Latent Uncertainty Representations for Video-based Driver Action and Intention Recognition
Koen Vellenga, H. Joe Steinhauer, Jonas Andersson, Anders Sjögren
TL;DR
This work addresses the need for reliable uncertainty estimation in video-based driver action and intention recognition under resource constraints. It introduces Latent Uncertainty Representations (LUR) and a repulsively trained variant (RLUR), which add transformation layers to latent features to obtain multiple uncertainty-aware predictions without altering the core architecture. Across four datasets, LUR demonstrates competitive in-distribution accuracy and strong uncertainty-based OOD detection, often matching top last-layer probabilistic methods while being more efficient. The findings suggest that latent-space transformations offer a practical, scalable route to robust uncertainty estimation in real-time driving applications, with potential extensions to deeper transformations and alternative uncertainty measures.
Abstract
Deep neural networks (DNNs) are increasingly applied to safety-critical tasks in resource-constrained environments, such as video-based driver action and intention recognition. While last layer probabilistic deep learning (LL-PDL) methods can detect out-of-distribution (OOD) instances, their performance varies. As an alternative to last layer approaches, we propose extending pre-trained DNNs with transformation layers to produce multiple latent representations to estimate the uncertainty.
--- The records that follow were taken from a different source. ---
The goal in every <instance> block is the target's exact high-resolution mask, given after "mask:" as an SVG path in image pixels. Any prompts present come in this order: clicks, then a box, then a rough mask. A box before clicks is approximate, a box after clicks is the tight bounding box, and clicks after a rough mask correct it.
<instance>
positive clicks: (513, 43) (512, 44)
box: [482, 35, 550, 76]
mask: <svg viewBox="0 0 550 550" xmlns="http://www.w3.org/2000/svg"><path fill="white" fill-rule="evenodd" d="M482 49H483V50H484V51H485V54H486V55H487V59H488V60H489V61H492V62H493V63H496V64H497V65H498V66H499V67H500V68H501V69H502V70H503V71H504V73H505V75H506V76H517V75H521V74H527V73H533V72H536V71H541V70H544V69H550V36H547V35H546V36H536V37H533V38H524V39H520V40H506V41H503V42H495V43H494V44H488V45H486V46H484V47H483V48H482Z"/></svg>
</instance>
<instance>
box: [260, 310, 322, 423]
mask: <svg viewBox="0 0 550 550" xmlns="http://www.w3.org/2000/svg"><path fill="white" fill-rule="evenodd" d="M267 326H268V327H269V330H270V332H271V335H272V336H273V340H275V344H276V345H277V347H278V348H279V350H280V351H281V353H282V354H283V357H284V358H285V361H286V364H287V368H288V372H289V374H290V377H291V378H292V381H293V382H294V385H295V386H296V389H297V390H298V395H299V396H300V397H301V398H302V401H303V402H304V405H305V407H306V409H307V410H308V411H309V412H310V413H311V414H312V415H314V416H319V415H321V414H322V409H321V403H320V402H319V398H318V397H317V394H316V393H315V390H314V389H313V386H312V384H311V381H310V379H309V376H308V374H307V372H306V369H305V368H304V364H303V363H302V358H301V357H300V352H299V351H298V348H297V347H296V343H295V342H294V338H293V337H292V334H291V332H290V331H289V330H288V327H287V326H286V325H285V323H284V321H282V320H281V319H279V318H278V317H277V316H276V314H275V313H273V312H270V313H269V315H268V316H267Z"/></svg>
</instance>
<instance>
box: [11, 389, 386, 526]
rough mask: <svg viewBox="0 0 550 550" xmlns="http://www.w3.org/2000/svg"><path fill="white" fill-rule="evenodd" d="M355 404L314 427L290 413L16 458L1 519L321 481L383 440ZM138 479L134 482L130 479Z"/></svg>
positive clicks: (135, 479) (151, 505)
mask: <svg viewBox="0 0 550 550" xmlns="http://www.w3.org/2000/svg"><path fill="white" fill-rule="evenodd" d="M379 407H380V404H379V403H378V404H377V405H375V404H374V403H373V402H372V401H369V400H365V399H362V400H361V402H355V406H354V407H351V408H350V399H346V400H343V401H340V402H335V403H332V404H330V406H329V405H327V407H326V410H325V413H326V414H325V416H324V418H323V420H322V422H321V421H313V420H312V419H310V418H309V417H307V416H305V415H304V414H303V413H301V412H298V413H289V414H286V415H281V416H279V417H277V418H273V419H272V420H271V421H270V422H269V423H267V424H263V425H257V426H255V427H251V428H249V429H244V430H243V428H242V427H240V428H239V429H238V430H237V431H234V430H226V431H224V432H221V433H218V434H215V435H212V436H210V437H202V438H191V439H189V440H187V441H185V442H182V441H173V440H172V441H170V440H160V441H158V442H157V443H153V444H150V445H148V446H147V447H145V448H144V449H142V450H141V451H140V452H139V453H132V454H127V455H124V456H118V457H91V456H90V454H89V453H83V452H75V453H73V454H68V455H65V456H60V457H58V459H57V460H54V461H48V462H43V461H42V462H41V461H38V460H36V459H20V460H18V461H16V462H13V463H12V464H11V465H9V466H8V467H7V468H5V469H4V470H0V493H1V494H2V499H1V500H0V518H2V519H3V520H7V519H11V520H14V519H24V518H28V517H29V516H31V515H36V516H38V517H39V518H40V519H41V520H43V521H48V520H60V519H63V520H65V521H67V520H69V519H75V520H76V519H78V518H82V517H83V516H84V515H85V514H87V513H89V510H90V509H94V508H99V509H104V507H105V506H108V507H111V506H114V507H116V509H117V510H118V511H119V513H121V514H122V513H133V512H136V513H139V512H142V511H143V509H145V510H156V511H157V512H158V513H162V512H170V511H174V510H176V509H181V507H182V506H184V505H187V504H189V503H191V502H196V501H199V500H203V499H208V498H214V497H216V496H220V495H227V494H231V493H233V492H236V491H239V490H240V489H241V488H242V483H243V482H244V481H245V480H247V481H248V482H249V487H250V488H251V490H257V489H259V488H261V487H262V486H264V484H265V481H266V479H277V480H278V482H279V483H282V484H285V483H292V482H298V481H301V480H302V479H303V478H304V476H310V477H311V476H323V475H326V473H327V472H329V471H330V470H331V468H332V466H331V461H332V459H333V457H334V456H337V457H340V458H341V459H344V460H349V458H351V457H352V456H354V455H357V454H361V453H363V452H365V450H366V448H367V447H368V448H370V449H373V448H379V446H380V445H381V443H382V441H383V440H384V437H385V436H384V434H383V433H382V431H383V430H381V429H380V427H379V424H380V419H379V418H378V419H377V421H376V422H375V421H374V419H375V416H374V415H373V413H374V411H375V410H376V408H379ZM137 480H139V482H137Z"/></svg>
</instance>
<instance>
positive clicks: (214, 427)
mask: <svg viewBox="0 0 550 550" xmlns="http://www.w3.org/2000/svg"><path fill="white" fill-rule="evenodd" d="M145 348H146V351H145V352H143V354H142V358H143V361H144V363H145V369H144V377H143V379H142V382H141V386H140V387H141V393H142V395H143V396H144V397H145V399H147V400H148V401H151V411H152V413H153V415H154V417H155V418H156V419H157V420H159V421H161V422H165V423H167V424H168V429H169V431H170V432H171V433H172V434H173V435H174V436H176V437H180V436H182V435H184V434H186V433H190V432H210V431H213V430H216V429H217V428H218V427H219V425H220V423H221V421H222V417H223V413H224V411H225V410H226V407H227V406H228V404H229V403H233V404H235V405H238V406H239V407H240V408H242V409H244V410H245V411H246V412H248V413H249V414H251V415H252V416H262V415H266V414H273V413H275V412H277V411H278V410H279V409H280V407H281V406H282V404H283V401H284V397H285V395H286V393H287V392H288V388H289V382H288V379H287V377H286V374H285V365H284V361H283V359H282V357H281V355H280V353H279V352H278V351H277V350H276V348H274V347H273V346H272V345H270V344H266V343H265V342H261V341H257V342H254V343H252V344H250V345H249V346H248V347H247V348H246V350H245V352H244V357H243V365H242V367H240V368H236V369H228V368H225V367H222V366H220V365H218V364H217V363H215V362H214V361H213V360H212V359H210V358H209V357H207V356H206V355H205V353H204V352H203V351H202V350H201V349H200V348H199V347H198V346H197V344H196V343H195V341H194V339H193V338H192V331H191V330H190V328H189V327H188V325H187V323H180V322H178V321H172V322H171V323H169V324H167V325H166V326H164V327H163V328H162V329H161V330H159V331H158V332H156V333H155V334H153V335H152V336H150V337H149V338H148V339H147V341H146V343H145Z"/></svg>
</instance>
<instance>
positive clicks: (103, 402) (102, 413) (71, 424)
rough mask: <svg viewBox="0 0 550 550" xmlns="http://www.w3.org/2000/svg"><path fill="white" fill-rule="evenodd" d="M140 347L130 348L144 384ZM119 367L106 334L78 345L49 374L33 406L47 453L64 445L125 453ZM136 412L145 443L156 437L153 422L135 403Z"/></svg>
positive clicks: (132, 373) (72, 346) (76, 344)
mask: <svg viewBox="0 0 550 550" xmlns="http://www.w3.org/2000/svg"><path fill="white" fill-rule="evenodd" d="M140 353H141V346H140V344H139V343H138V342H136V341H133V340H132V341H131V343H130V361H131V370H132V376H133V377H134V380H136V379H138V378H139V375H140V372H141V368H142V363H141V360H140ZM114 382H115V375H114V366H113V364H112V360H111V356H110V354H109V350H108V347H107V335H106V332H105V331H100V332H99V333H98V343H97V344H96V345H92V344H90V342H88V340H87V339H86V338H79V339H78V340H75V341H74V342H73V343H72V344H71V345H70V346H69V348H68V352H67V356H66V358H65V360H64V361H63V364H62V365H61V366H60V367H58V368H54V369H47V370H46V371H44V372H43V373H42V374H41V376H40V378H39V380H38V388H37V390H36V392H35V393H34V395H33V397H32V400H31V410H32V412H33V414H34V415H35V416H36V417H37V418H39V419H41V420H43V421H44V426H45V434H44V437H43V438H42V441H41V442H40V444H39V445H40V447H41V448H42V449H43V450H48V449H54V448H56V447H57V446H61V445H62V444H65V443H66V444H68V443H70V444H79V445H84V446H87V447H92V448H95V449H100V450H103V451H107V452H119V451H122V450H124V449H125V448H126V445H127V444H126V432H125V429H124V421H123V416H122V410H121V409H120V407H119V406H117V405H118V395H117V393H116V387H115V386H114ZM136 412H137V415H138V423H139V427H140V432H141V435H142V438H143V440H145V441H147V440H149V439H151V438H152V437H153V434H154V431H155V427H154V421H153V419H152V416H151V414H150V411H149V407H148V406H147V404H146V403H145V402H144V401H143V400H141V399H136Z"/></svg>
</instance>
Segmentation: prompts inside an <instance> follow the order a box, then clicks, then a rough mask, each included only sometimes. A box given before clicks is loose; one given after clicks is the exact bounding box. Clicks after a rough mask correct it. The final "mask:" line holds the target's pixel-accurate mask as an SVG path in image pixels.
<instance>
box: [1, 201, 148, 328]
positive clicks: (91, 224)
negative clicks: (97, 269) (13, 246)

We evaluate our latent uncertainty representation (LUR) and repulsively trained LUR (RLUR) approaches against eight PDL methods across four video-based driver action and intention recognition datasets, comparing classification performance, calibration, and uncertainty-based OOD detection. We also contribute 28,000 frame-level action labels and 1,194 video-level intention labels for the NuScenes dataset. Our results show that LUR and RLUR achieve comparable in-distribution classification performance to other LL-PDL approaches. For uncertainty-based OOD detection, LUR matches top-performing PDL methods while being more efficient to train and easier to tune than approaches that require Markov-Chain Monte Carlo sampling or repulsive training procedures.